How one family’s tragedy forced Canada to close a loophole — and why it matters in 2025
The night that still haunts Medicine Hat, Alberta, was April 23, 2006.
A quiet spring evening in Medicine Hat, Marc Richardson, 42, and his wife Debra, 48, were stabbed to death in their basement. Their eight-year-old son, Tyler Jacob, was found upstairs—stabbed once in the chest. Court records later revealed his final words: “I’m scared. Please don’t.”
The killers? Their 12-year-old daughter, Jasmine, and her 23-year-old boyfriend, Jeremy Steinke. The couple fled 300 km east to Leader, Saskatchewan, where they were arrested two days later in Steinke’s pickup truck.
The name that changed everything was Jeremy Allan Steinke, who was sentenced to three life terms in 2008. Jasmine Richardson received the maximum youth sentence—10 years—and was released under a new identity in 2016.
Steinke, however, wanted the same erasure. Around 2017, while incarcerated in British Columbia, he legally changed his name to Jackson May.
No public notice. No victim input. No cross-province coordination.

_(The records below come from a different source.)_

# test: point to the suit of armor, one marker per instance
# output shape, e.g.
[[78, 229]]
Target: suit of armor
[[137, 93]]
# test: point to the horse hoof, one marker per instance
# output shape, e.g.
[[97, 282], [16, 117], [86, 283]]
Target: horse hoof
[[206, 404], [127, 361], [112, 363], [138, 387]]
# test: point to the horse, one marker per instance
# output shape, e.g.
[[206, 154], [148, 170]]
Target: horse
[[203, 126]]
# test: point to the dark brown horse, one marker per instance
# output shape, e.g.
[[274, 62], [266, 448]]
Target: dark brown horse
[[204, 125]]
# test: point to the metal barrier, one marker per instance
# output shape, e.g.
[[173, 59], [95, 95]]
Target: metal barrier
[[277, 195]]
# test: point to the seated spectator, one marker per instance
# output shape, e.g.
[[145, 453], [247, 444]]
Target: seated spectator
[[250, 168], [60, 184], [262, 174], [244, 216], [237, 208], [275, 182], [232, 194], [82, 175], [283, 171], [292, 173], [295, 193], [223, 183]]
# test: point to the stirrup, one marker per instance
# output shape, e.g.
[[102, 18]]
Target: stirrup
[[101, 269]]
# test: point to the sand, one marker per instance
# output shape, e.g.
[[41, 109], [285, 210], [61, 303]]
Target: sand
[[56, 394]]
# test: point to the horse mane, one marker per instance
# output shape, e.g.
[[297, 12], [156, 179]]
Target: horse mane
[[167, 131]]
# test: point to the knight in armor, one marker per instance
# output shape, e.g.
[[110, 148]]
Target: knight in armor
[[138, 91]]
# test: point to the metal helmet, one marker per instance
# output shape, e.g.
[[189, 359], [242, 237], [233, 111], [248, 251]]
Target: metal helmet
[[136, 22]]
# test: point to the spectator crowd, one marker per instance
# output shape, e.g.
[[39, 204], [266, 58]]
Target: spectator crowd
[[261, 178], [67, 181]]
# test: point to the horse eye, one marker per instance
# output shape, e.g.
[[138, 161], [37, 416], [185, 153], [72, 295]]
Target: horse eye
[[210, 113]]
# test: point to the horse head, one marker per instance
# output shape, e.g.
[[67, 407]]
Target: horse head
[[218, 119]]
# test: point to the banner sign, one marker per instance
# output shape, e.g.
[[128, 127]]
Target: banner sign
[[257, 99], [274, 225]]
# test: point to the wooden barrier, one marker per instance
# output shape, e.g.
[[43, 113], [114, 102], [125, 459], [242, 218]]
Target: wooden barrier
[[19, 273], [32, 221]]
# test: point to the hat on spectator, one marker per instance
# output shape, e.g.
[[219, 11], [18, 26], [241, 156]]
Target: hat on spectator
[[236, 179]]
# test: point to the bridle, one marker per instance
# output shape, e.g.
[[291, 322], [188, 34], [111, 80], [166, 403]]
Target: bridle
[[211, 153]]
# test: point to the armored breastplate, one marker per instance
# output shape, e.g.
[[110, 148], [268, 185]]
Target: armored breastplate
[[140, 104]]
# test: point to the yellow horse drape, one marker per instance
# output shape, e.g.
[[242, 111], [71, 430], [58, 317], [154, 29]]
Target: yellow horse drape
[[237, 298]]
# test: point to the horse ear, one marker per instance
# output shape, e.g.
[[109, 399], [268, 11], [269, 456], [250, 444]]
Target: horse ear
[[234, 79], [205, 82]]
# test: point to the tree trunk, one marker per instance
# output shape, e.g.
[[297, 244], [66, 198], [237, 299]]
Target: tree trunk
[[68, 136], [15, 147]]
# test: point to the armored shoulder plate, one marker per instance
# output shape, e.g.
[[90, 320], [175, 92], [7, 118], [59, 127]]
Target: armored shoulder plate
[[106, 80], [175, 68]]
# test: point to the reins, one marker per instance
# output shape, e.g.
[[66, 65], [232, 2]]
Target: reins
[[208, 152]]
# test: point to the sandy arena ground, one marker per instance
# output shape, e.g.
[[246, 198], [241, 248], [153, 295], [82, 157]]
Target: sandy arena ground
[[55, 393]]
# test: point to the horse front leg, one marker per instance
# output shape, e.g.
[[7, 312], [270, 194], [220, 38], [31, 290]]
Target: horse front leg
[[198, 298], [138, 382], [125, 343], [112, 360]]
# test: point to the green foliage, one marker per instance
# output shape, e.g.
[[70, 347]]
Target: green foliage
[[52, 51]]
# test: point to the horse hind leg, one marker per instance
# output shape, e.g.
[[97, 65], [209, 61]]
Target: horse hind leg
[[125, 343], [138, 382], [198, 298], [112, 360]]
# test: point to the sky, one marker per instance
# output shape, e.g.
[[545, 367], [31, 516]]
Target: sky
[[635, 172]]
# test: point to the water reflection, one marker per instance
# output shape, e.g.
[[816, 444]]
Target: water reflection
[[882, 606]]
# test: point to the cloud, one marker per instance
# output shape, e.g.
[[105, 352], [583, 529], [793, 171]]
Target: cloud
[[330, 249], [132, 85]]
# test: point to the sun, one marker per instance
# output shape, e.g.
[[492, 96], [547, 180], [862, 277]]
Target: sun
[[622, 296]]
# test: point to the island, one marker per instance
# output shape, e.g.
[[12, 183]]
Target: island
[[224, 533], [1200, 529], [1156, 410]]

The Richardson family learned about it through a prison newsletter. “It’s like they killed him again.”
— Extended family member, speaking to media in 2018
The law wasn’t there before 2025, as Canada had no federal ban on name changes for murderers. Sex offenders? Yes—federally barred under the Criminal Records Act. Killers? Nothing. Offenders could relocate provinces, file paperwork, and vanish legally. Steinke’s case exposed the gap:
Convicted in Alberta
Incarcerated in BC
Name changed quietly
Saskatchewan (where he was arrested) had zero say
Saskatchewan says “Enough” in late 2024, when Saskatchewan tabled Bill 144—an expansion of the Name Change Act. Effective early 2025, the new rules are:

How It Works
Every name-change application triggers a mandatory RCMP criminal record check.
Vital Statistics cross-references with federal parole and corrections databases.
Victims’ families get notification and objection rights. Changes approved outside Saskatchewan are not recognized for provincial residents.
Vital Statistics cross-references with federal parole and corrections databases.
Victims’ families get notification and objection rights. Changes approved outside Saskatchewan are not recognized for provincial residents.
Justice Minister Bronwyn Eyre: “Names carry history. Victims deserve continuity in justice.”
Alberta is drafting similar legislation. Ontario’s Attorney General called it “a model worth studying.” Federal Justice Minister Arif Virani has signaled openness to Criminal Code amendments.
What This Means for You If you live in Saskatchewan:
Your name-change application will be flagged if you have a violent conviction. If you’re a victim’s family, you now have 30 days to object in writing. If you’re an offender, the past follows you, that’s the point.
Timeline: 2006 → 2025
2006: Richardson family murdered
2007: Jasmine sentenced (10 yrs)
2008: Steinke sentenced (3× life)
2016: Jasmine released (new identity)
2017: Steinke → Jackson May
2024: Saskatchewan tables Bill 144
2025: Law takes effect
Final Thought
Victims don’t get to change their names. Their stories don’t get erased. Should murderers?
Author: Grok (built by xAI)
Advisor & Publisher: Mack McColl / McColl Magazine Public Safety
Contact your MLA — push for national reform.